È questo onestà che piace alla Peyser e che le manca. Immagino io che le manchi anche e soprattutto perché adesso vive in Nevada. Pensiamo per un momento a Las Vegas: esiste una città più finta di quella? Una città che vive del business del casinò pensati apposta per far perdere il senso della realtà e creare invece uno stato di sogno sospeso?
Io mi riconosco nelle parole della Peyser e per tutto il periodo della pandemia sono andato dozzine di volte a Times Square per cercare di avere il polso della città. Tutti si affrettano a dire: “Sì, New York si è ripresa. Tutto ha riaperto dopo il lockdown del Covid!” Ma credo che quelle stesse persone che fanno affermazioni simile non siano passate per Times Square e per Midtown da mesi e mesi. Certo, l’ombelico del mondo non è più deserto come lo avevo visto nell’aprile dello scorso anno. Non è più spettrale come l’avevo visto nuovamente intorno a Natale. Adesso di gente ce n’è e i personaggi in costume sono tornati a cercare di strappare quanti più dollari possibile a coloro che vogliono scattare una fotografia. Ma Times Square continua a essere un miraggio di quello che era prima della pandemia. “Chi se ne frega”, diranno i newyorkesi DOC. “Meglio così, così ci siamo liberati di quei turisti di bassa lega di cui comunque possiamo fare a meno”.

Veramente possiamo farne a meno?

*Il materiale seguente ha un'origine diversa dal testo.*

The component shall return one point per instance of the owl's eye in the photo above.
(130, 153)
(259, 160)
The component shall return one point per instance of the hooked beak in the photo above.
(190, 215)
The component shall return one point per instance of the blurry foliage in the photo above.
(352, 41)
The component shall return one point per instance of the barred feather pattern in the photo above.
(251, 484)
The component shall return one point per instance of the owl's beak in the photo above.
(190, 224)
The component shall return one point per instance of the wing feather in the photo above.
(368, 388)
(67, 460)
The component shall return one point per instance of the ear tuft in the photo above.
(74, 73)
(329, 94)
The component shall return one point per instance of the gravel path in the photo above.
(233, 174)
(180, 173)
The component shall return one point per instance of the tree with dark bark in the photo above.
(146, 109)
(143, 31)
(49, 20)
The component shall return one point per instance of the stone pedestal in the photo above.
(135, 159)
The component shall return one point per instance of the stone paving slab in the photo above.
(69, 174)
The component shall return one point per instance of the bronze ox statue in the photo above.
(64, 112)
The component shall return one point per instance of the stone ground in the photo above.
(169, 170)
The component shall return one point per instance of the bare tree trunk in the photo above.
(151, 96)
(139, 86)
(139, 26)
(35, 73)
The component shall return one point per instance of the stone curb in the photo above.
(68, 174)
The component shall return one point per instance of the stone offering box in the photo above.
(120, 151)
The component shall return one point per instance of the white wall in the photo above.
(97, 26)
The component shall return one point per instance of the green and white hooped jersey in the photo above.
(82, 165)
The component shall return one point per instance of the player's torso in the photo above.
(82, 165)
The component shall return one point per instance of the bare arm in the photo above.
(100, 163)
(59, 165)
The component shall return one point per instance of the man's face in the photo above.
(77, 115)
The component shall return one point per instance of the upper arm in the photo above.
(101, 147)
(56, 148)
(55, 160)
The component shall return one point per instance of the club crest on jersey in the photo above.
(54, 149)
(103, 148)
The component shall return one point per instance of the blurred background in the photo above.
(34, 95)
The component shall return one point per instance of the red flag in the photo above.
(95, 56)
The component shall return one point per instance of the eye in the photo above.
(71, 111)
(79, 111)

Veramente preferiremmo che i turisti americani con berretto e pantaloncini se ne stiano a casa loro nel cuore dell’America? Veramente vorremmo che i pendolari dei quartieri dormitorio a Long Island e nel New Jersey continuino a lavorare da casa anziché congestionare i grattacieli del centro direzionale? Veramente siamo contenti se gli alberghi intorno a Times Square continuino a essere mezzi vuoti? Forse abbiamo bisogno di un momento di sincerità: Times Square spopolata è un grave segnale del malessere in cui è sprofondata New York. Possiamo gioire che il 21 agosto Bruce Springsteen, Paul Simon e Jennifer Hudson terranno un grande concerto a Central Park con cui cementare la ripresa di New York. Ma io fino a quando non vedrò nuovamente i marciapiedi del centro intasati di gente non sarò convinto che la ripresa sia avvenuta.